The purpose of this study was to provide benchmark data for opportunities to intervene in high-risk women and should not be interpreted as report card data for adherence to the AHA Evidence-Based Guidelines for CVD Prevention in Women.8 However, it should be noted that the standard of care at the outset of this study was the NCEP ATP II, which stated that the target level of LDL-C was ≤100 mg/dL for high-risk patients, and the AHA Guide to Preventive Cardiology for Women, published in 1999, also recommended an LDL-C goal ≤100 mg/dL for women with CVD, suggesting that adherence to national standards has been consistently poor.22,23
Every attempt was made in this analysis to produce unbiased estimates; however, there are limitations that should be considered during interpretation of our data. This study was restricted to data from a southeastern US managed-care database. The database did not have any information on sociodemographic factors such as race, education, or income, which may be related to outcomes. The study results may not be generalizable to settings outside the managed care organization. Moreover, because this was an observational study, our results could potentially be biased because of nonrandom selection of patients and/or nonrandom patient dropout from the study. Because high-risk women with at least 1 full lipid panel were selected nonrandomly, the estimates produced in this study are potentially conservative estimates of individual and combined optimal lipid value attainment; it is likely that women who do not undergo lipid fraction assessment may remain untreated, leading to lower target attainment.
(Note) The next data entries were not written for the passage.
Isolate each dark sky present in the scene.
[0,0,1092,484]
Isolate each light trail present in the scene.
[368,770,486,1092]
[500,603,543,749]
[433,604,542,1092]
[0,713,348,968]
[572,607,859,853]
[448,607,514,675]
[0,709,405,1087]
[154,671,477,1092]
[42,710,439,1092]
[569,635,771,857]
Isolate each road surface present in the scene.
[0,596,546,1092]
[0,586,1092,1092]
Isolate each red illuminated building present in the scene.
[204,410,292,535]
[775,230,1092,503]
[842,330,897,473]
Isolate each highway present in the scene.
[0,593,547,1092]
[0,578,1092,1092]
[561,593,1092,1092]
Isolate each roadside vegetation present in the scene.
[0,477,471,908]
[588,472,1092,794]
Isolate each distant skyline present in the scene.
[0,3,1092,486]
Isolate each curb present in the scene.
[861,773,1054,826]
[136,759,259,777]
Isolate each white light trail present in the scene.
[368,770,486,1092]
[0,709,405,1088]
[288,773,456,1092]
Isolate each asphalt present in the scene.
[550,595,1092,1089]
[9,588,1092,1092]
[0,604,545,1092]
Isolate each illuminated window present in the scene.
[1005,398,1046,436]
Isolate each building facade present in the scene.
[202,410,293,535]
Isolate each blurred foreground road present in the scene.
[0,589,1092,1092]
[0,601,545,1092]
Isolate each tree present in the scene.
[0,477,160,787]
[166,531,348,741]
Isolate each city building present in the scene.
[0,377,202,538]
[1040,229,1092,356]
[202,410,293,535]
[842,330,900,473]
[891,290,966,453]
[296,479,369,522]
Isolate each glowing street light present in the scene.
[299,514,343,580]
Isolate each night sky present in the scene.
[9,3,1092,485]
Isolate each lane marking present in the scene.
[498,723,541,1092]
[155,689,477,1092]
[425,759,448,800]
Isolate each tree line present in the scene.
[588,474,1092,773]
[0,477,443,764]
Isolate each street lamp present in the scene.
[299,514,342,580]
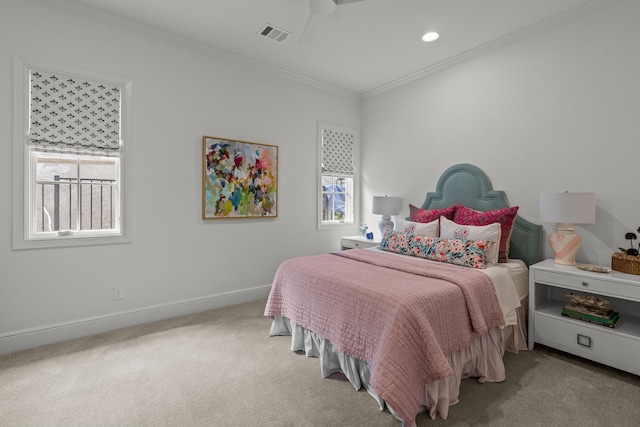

However, the baseline lipid values and the proportion of women achieving LDL-C targets in this study are similar to those reported in other national data sets; hence, the estimates from this study appear robust.13,14
The findings from this analysis suggest that, on the basis of the recently published AHA Evidence-based Guidelines for CVD Prevention in Women, there is a substantial opportunity to improve lipid management and reduce morbidity and mortality caused by CVD among high-risk women. Health care providers, systems, and patients may jointly develop strategies to promote adherence to the AHA prevention guidelines and thus improve quality outcomes in women.
This study was funded by Kos Pharmaceuticals, Inc. We thank Lauren Burawski, MA, of HealthCore, Inc, for her assistance with the manuscript.